One of Haqqani’s younger sons said his father and another son, Sirajuddin, were nowhere near when the attack took place.
While the senior Haqqani is believed to be in poor health and less active, Sirajuddin has been leading the Taliban faction.
“Haqqani and Sirajuddin were in Afghanistan at the time of the attack. They are alive,” Badruddin, the commander’s third son, told Reuters by telephone.
Badruddin said one of his aunts had been killed in the attack on the family home.
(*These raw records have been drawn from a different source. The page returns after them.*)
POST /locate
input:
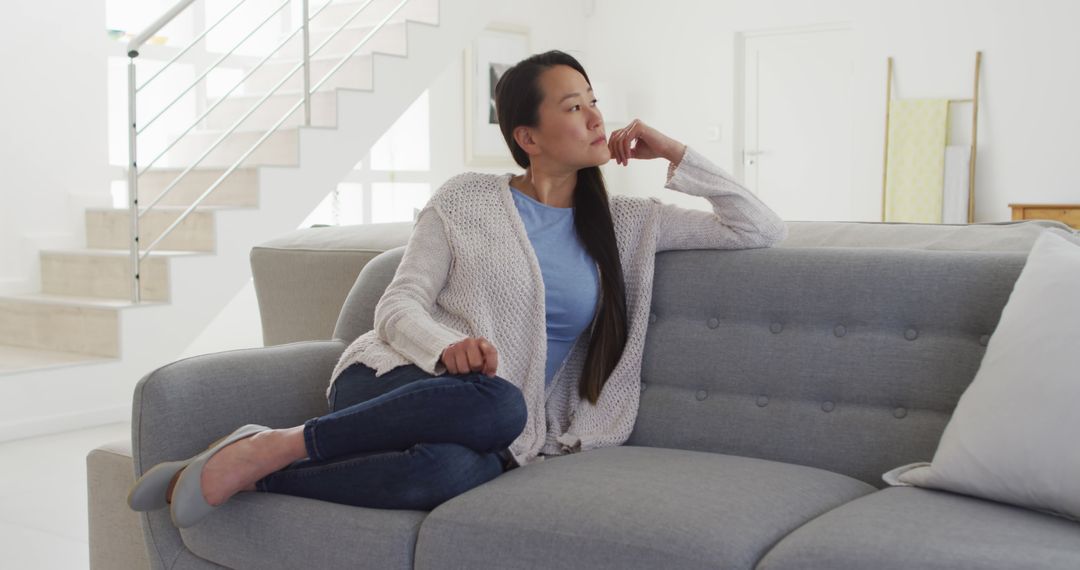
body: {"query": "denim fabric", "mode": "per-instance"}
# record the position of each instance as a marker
(405, 439)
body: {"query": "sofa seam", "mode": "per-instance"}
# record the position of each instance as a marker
(808, 521)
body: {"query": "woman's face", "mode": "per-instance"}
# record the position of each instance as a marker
(569, 121)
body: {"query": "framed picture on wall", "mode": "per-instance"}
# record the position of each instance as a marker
(486, 58)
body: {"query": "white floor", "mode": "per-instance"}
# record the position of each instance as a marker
(43, 498)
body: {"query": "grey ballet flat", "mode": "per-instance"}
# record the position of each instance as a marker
(188, 505)
(149, 491)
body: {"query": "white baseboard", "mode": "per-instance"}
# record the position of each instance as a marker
(64, 422)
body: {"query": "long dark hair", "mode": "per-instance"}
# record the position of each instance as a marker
(517, 97)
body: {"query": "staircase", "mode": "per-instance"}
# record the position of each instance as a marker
(70, 354)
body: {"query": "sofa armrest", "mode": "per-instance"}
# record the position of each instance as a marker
(179, 408)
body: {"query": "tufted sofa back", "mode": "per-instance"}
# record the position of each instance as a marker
(849, 360)
(845, 358)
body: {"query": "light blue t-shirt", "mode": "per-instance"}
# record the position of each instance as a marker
(570, 279)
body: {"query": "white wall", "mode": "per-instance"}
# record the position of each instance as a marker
(679, 69)
(54, 146)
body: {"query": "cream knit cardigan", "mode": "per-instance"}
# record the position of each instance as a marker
(469, 270)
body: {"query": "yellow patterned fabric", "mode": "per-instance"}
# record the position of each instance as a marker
(916, 170)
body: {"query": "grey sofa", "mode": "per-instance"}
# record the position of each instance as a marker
(778, 385)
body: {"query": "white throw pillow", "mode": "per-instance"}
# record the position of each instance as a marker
(1014, 436)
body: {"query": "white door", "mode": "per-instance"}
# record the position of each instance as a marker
(797, 122)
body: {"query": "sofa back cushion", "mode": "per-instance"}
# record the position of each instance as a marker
(849, 360)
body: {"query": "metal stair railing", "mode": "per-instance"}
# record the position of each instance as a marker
(134, 130)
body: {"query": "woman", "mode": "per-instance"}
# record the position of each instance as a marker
(539, 276)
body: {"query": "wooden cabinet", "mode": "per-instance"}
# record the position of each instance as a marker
(1067, 213)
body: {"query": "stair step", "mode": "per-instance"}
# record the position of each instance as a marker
(391, 39)
(61, 324)
(280, 149)
(422, 11)
(15, 360)
(109, 228)
(240, 189)
(323, 110)
(105, 273)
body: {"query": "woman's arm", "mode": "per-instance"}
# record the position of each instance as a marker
(403, 314)
(739, 219)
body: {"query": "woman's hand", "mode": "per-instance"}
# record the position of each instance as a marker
(470, 355)
(651, 144)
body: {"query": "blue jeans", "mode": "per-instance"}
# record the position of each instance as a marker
(405, 439)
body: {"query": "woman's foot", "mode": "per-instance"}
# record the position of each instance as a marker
(237, 466)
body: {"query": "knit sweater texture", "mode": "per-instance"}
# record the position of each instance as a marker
(469, 270)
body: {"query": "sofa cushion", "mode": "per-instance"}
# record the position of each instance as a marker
(844, 358)
(302, 277)
(630, 507)
(908, 527)
(270, 530)
(1009, 438)
(1016, 235)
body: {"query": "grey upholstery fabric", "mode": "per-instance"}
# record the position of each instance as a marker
(267, 531)
(302, 277)
(625, 507)
(989, 236)
(181, 407)
(358, 312)
(116, 541)
(760, 365)
(907, 527)
(850, 360)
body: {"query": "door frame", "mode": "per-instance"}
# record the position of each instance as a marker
(739, 80)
He said six missiles had struck the house, which the family had owned for 30 years.
Residents said militants cordoned off the blitzed site.
Military spokesman Major-General Athar Abbas said an “incident” had taken place and its cause was being ascertained.
CLOSE LINKS WITH ISI
Haqqani has had close links with Pakistani intelligence agencies, notably the military Inter-Services Intelligence
(ISI).
The New York Times reported in July that the U.S. Central Intelligence Agency had given Prime Minister Yousaf Raza Gilani evidence of the ISI’s involvement with Haqqani along with evidence of ISI connections to a suicide bombing at the Indian embassy in Kabul that killed nearly 60 people on July 7.
Pakistan’s new president, Asif Ali Zardari, was due to be sworn in on Tuesday, after sweeping a vote on Saturday by legislators in parliament’s two chambers and four provincial assemblies.
Zardari, who forced former army chief Pervez Musharraf to step down last month after nine years in power, has vowed to defeat the Taliban and support the West’s mission in Afghanistan.
But the civilian government has to pay more heed to public opinion than Musharraf did in a country rife with anti-American sentiment.
U.S.-led forces recently stepped up cross-border attacks against al Qaeda and Taliban targets in Pakistani tribal areas.
Commandos carried out a helicopter-borne ground assault in South Waziristan on Wednesday, the first known incursion into Pakistan by U.S. troops since the 2001 invasion of Afghanistan.
Pakistani officials said 20 people, including women and children, had been killed in the U.S. attack which drew a furious response from the government.
A day later, four Islamist militants were killed and five wounded in a missile attack in North Waziristan, believed to have been launched by a U.S. drone aircraft.
Intelligence officials and witnesses said five people had been killed in another suspected drone attack on Friday but the Pakistan military denied it.
Anger over the U.S. commando raid and repeated territorial violations prompted the government to partially block supply lines to Western forces in landlocked Afghanistan on Saturday.
Rehman Malik, the top Interior Ministry official, said on Monday the road was unblocked after a few hours, and that it had only been shut for security reasons, contrary to earlier comments by the defense minister that it was a response to the violations.
Separately, the army killed 10 militants in clashes in the northwestern Swat Valley on Sunday night, while police arrested a teenaged suicide bomber who had planned to attack army installations in the northwestern garrison town of Nowshera.
Thirty people were killed in a suicide car bomb attack in the nearby city of Peshawar on Saturday.